Saturday, April 1, 2017

Beauty and the Beast

The movie opens in Baroque France with a selfish prince (Dan Stevens) hosting a dance in which he is the only man on a dance floor crowded with two dozen or so young lovelies.  It is then that an old crone bursts in and demands lodging, offering a rose as payment.  The prince scoffs.  She requests again and he tosses the rose aside.  The crone transforms into a beautiful enchantress who curses the prince to ugliness until he should find someone who will love him.  Oh, and all your servants get to share in your curse because... they should have prevented you from being such a brat!  Even you, Chip!  Uh huh.  On top of that, the enchantress has a lasting appearance which I do not recall in the original.  She shows up repeatedly - in disguise - and is present when the curse is broken.

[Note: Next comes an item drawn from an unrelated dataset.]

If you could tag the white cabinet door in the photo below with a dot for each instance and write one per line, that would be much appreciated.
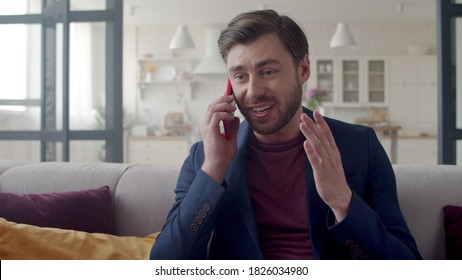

The live-action version attempts to expand the story, usually for the worse.  We learn that Belle's mother died of the plague in Paris.  Also Beast's father is responsible for making his son a selfish scion in his own image after Beast's mother died.  Thus, Beast is kind of blameless for his situation.  Oh, and Beast joins the motherless Disney character club with Belle.  LeFou, Gaston's sidekick, is gay and, to press the point, he dances with another clearly gay man at a ball where both have a sly smile.  Also, it is strange to see how racially integrated 18th century France was.  Yes, it is fantasy but then why try to emulate the style and technology of a real historical period?  If a live-action Mulan comes to pass, I doubt such ahistorical casting will be made to satisfy the diversity police.
 
The characters mostly failed to make the leap to live action.  The Beast felt a lot less intimidating than he should.  He's all roar and no bite.  When it comes to a fight, he always finds himself at death's door but for Belle's intervention.  Really, how did he survive this long?  A doddering father in the mold of Geppetto works much better in a cartoon than live action.  Maurice (Kevin Kline) comes across as a bumpkin and a fool.  Gaston (Luke Evans) is truly cartoonish, wanting to marry the prettiest girl, speaking to himself in mirrors, and just over the top narcissism.  That's good shorthand characterization in an animated feature but poor form in live action.

Belle (Emma Watson) starts out perfect and remains perfect.  She has read every book in town (and is apparently the town's only literate woman), invents a washing machine, knows what tool or part her clock-maker father needs before he does, dismisses Gaston's amorous advances with relative ease, and boldly risks the roads alone to find her missing father.  There is no character arc for her beyond the love story.  Even there, she is mostly won over by the library.  So much is made of Beast needing to break the curse and Belle wanting to save the servants who are doomed to become inanimate objects that any chemistry and love between Beauty and Beast is incidental.

Fun to watch but generally overrated.  By explaining the background, trying too hard to expand the story, and failing to account for a different presentation, it has failed to capture the heart of the original.